The appellant rests her appeal upon the case of Clarke v. Cobb, 121 Cal. 595, 54 P. 74, and section 707 of the Code of Civil Procedure, which provides, in part, that the purchaser, from the time of sale, is entitled to receive from the tenant in possession, the rents of the property sold, or the value of the use and occupation thereof.
In the case at bar the record shows that the Bank of Italy National Trust & Savings Association had a chattel mortgage upon the crops grown upon the premises during the year 1930, executed in all particulars in accordance with the requirements of section 2955 of the Civil Code and the subsequent sections of the Code relating thereto. An examination of the case of Clarke v. Cobb reveals that the court actually held in that case (quoting from the syllabus): "That a certificate of sale of land, issued by a sheriff, does not pass any interest in the crops grown upon the land and ripened and harvested during the period of redemption." The facts in this case show that the crop involved was sown, ripened, and harvested before the period of redemption had expired and before the appellant had received a deed to the mortgaged premises.
This court, in a well-considered opinion written by Mr. Justice Pro Tempore Bartlett, in the case of First National Bank of Lindsay v. Garner, 91 Cal.App. 176, 266 P. 849, where the facts were exactly similar as to a mortgage upon real property and a chattel mortgage given subsequently upon citrus fruits, held as follows: "A subsequent mortgage given on all citrus fruit grown on mortgaged lands, as authorized by section 2955 of the Civil Code * * * is prior to the mortgage on the lands, and in an action to foreclose the latter mortgage the decree of foreclosure should have provided that a sale thereunder should be subject to the crop mortgagee’s right to take and hold all such crops at any time before the redemption period."
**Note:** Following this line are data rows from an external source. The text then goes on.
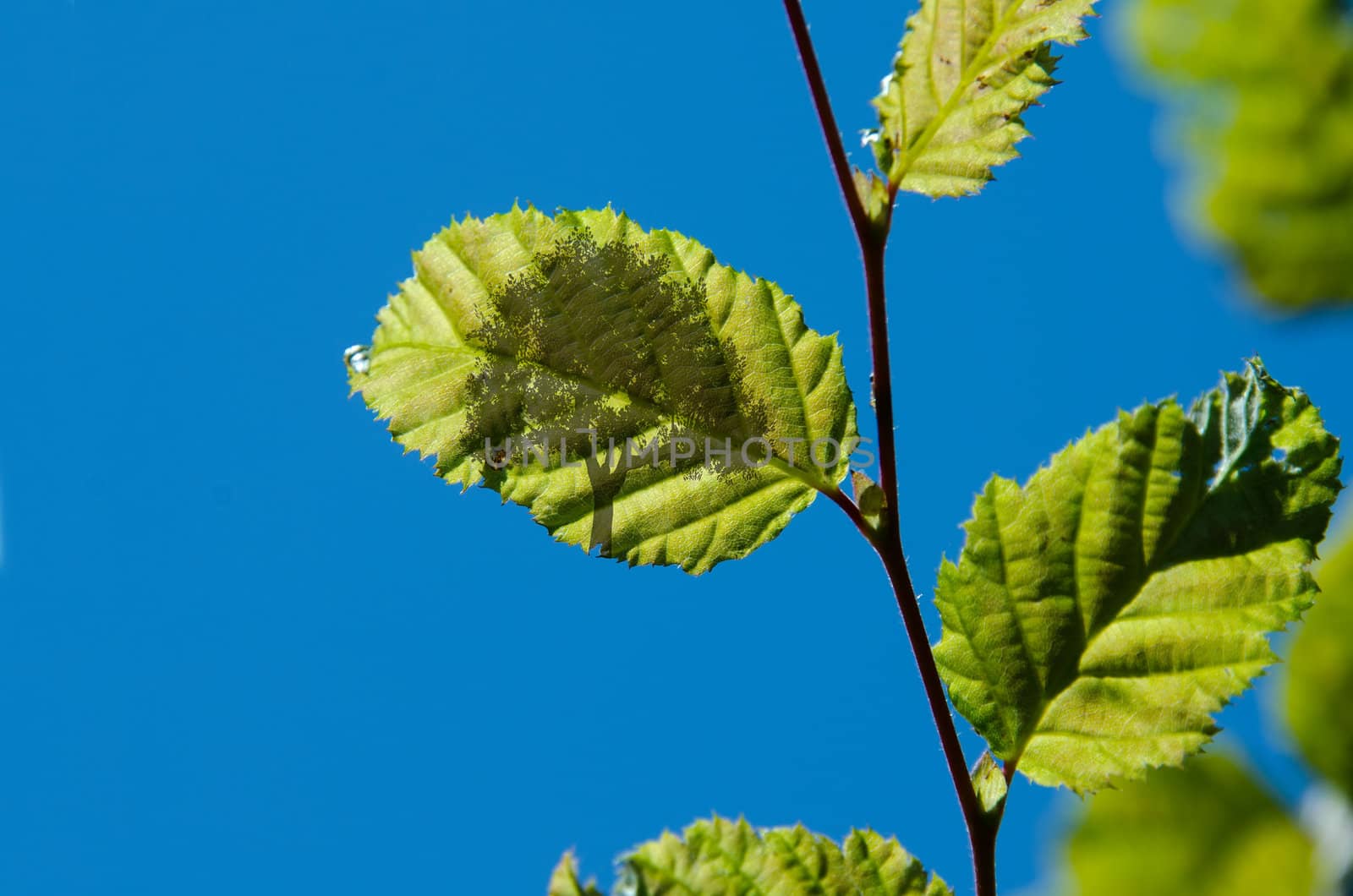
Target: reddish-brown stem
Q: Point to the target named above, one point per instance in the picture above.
(886, 536)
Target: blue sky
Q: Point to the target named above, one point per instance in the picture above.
(245, 646)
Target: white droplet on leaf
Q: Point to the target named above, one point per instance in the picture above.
(358, 358)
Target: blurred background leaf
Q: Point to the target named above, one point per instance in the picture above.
(1262, 96)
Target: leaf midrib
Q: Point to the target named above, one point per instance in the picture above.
(775, 463)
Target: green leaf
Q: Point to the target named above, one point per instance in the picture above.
(1100, 615)
(1263, 94)
(527, 326)
(1319, 675)
(967, 69)
(731, 858)
(1204, 830)
(565, 880)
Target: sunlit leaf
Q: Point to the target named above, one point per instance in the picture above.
(1102, 614)
(1319, 675)
(731, 858)
(685, 409)
(967, 69)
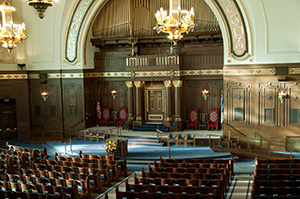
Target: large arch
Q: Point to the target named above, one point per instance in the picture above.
(230, 14)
In Cowdery v. London, etc., Bank, 139 Cal. 298, 73 P. 196, 199, 96 Am. St. Rep. 115, a like question was considered as that involved here, and the court said: "A distinction is made in this state between the rents and profits, as such, and the corpus of the growing crops, it being held that the statutory mode of mortgaging crops as chattels is exclusive, and that a clause mortgaging the rents, issues, and profits, in a mortgage not executed in the form prescribed for chattel mortgages, is ineffectual to give the mortgagee any lien on or right to the growing crops, even after the appointment of a receiver, as against third persons who are in the position of purchasers for value, with or without notice." It was there held that the crop mortgage was prior in point of legal right, though subsequent in time of execution. To the same effect is the case of Locke v. Klunker, 123 Cal. 231, 55 P. 993.
In view of these decisions, which seem to us to settle the law in this state, the judgment of the trial court must be affirmed, and it is so ordered.
I concur: R. L. THOMPSON, J.
Presiding Justice PRESTON, deeming himself disqualified, did not participate in the foregoing opinion.